King Abdullah Sports City. Credit: Arup.; King Abdullah Sports City. Credit: Arup.;

King Abdullah Sports City, Jeddah, Saudi Arabia

Traditional Islamic architecture with innovative design to form a functional, sustainable and flexible building

Elegant, respectful and versatile, the King Abdullah Sports City Stadium in Saudi Arabia combines traditional Islamic architecture with innovative design to form a highly functional, sustainable and flexible building.

This original stadium reflects its location in two ways: in its response to the geology and climate in which it is situated; and in its recognition of the fact that it is in one of the world's most devout Muslim societies.

Inspirational architecture 

The stadium at King Abdullah Sports City is home to the two Saudi premier-league football teams that are based in Jeddah, AI-Ittihad and AI-Ahli. With 60,000 seats, the new stadium is far larger than any other in the country, despite the fact that football is Saudi Arabia's main sport. It not only facilitates larger crowds but for the first time enables the country to host events such as the AFC Asian Cup. The stadium has therefore been designed to comply with FIFA, Green Guide and IBC guides and codes.

The intention is much broader than just providing this facility. As well as giving people a place in which to watch sport, the hope is that it will inspire them to participate in an effort to improve general fitness within the Kingdom - and there are facilities to help them do so. In addition to the stadium itself, there is a 10,000-seat indoor multipurpose sports hall, a 1,000-seat outdoor athletics stadium and track, as well as three football pitches, four five-a-side football pitches, six tennis courts and warm-up facilities for athletics.

 
King Abdullah Sports City. Credit: Arup. King Abdullah Sports City. Credit: Arup.

Islamic Symbolism

The architects have used geometric patterns that form a rich part of that Islamic culture to help define the form of the stadium itself. They also drew on the traditions of the mashrabiya screen, those openwork screens that provide privacy and keep out the sun, while still permitting ventilation, for the sides of the stadium. This is both a cultural and a technical solution, performing part of the ventilation strategy. In a climate that is extremely hot for much of the year, getting the right approach to shading and to ventilation was crucial.

The stadium’s unique form

The designers wanted to provide as much shade as possible to spectators, but not to shade the grass so they used “Bermuda” type – the best grass to survive in the hot, arid conditions.

To achieve excellent sightlines from all parts of the bowl, and comfort with natural ventilation through three seasons of the year Arup came up with a solution that has an orthogonal layout on the lower levels and becomes rounded at the top. This solution provides a combination of intimacy at the lower layers and the best possible sightlines. 

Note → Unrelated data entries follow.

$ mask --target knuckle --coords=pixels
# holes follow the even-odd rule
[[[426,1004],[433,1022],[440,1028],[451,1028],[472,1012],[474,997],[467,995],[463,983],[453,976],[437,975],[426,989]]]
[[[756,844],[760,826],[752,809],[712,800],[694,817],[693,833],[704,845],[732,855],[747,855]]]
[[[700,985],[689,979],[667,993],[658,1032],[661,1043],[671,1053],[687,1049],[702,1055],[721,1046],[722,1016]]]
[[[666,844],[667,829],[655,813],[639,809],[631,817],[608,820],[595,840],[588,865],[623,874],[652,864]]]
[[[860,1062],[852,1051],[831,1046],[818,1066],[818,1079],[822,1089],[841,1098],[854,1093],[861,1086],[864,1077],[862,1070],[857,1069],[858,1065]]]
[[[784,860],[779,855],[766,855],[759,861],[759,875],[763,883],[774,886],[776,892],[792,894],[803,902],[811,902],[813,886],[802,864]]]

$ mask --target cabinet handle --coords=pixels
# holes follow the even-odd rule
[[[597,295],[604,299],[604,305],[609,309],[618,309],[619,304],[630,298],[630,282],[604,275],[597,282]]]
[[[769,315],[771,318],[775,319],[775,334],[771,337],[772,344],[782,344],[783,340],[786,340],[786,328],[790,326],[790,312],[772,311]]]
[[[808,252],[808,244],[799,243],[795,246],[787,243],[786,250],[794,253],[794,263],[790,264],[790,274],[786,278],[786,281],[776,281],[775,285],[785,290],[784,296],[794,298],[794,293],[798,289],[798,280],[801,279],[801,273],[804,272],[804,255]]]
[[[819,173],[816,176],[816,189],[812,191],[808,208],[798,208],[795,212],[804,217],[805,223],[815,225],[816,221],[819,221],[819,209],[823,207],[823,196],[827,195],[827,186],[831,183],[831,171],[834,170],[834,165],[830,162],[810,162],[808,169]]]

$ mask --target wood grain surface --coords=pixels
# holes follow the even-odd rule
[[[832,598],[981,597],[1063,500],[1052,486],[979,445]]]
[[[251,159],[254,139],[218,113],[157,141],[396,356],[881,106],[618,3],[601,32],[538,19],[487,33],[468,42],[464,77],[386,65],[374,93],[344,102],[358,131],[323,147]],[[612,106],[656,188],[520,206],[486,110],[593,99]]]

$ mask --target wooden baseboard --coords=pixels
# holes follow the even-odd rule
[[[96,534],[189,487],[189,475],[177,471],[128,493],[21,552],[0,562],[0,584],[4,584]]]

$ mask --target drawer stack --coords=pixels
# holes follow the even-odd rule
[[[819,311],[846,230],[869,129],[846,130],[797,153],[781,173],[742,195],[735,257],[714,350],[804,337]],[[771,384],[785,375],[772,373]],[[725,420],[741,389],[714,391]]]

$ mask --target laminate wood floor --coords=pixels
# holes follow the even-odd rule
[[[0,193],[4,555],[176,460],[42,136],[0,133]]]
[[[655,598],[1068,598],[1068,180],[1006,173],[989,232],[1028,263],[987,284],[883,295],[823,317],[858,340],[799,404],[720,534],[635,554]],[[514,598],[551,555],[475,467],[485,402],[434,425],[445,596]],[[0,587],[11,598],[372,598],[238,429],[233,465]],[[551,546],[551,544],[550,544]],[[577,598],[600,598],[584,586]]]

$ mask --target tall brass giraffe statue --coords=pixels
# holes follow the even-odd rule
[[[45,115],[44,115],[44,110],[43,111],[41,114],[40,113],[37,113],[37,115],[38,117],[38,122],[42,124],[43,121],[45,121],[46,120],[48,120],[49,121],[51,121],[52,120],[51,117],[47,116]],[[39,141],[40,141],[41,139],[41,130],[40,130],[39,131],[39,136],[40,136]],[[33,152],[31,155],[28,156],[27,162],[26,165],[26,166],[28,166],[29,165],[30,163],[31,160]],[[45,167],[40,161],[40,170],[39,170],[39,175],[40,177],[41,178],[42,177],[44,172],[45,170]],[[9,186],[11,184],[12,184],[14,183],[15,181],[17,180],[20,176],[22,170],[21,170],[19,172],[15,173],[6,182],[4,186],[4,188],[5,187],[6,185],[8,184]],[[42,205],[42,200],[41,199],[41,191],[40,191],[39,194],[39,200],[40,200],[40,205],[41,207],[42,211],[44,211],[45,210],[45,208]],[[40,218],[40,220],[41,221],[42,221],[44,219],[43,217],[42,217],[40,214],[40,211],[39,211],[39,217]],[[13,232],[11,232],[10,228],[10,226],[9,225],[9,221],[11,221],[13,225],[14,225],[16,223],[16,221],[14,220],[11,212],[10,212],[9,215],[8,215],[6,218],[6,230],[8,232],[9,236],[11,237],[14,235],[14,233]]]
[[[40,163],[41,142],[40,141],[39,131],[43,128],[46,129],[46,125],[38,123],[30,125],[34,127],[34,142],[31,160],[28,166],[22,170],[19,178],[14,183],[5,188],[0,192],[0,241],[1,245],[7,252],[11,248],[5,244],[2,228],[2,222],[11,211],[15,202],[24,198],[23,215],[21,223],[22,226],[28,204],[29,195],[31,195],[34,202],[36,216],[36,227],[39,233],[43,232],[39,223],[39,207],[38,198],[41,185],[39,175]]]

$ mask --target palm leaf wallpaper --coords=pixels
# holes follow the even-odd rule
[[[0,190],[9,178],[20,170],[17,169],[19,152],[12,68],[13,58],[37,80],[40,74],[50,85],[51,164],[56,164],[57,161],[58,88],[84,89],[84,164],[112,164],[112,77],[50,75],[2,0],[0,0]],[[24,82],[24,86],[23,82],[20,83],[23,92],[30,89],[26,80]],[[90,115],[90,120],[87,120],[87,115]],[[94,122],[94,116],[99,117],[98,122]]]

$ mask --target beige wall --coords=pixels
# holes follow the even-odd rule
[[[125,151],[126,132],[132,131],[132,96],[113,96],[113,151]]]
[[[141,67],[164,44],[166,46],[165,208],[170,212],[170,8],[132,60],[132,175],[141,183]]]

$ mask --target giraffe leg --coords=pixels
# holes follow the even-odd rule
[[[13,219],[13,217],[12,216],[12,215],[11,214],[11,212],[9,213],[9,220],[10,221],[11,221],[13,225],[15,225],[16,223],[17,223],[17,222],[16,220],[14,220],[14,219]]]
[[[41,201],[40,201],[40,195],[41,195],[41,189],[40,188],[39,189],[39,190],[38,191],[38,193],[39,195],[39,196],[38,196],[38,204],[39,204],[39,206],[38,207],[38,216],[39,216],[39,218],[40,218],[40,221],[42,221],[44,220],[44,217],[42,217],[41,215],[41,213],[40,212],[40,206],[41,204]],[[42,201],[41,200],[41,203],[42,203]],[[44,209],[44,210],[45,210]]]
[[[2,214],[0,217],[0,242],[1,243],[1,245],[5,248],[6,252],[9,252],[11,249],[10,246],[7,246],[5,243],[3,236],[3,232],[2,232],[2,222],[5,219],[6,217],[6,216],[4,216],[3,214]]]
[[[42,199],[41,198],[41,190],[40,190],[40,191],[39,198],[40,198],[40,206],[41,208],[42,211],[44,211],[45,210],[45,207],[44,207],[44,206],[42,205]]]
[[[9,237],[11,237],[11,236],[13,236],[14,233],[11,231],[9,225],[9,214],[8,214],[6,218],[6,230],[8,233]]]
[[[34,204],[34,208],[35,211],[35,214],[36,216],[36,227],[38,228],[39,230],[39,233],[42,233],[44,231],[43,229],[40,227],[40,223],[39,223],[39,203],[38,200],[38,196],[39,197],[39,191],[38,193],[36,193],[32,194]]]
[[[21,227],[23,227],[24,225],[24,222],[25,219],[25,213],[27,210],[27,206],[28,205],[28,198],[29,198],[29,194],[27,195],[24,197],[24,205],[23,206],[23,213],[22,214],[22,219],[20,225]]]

The roof is formed from cantilevered trusses, creating a series of isosceles triangles – references to the tessellation of tradition Islamic designs. 

Artfully functional

The venue's sustainability does not stop with the ventilation strategy. Initially there was a desire for a lush surrounding landscape, but this kind of planting in an arid environment requires irrigation, so Arup and the client agreed that it would be more appropriate to have a largely desert landscape, using the kind of scrubby plants that are indigenous. Lusher planting is concentrated in the few areas where it will be most visible - along the royal route and around the primary parking spaces.


Situated at the edge of Jeddah, the Sports City is in an area near the airport that is developing rapidly and easily accessible. This is a city that is dependent on the private car, and so it was necessary to provide 23,000 parking spaces for cars and coaches in an area that measures 2 x l.5 km. Its proximity to the airport means that passengers flying in and out will see the Sports City from above. The stadium is surrounded by radiating axes, with the most important route, a tree-lined road, coming in past the mosque. This is the royal route, which will be reserved for the Saudi royal family when they are using the venue, but open to others at other times. 


 

 

The building also includes PTFE insertions, making reference to the Bedouin tradition. This aesthetic and functional choice makes the stadium unique in the world: with its faceted geometry, its formalist setting and its harsh environment, it has been described as a 'jewel in the desert’.

Similar to a traditional mashrabiya screen, the cladding plays a vital part in ventilation, allowing air to be drawn in and – as it heats up – to rise to the top of the bowl and lift out. This was carefully modelled and should provide sufficient movement of cool air at the times when it is planned to use the stadium. Almost all matches will be played at night, when the perforations will also allow light to escape through them. 

The largest of its type

The sports hall would be recognised as a significant building in its own right. The 10,000-seat indoor arena is the largest of its type in the country and is designed to be used at all levels up to international competition, as well as for training. It is flexible and can be reconfigured for a wide range of sports, cultural events and exhibitions. The shaded 21,000-seat stand for watching outdoor athletics is attached to the indoor arena, becoming an extension of its tented form, and so able to share facilities. The wrapped facades and roof provide another deliberate evocation of the tradition of tents in Arabic culture.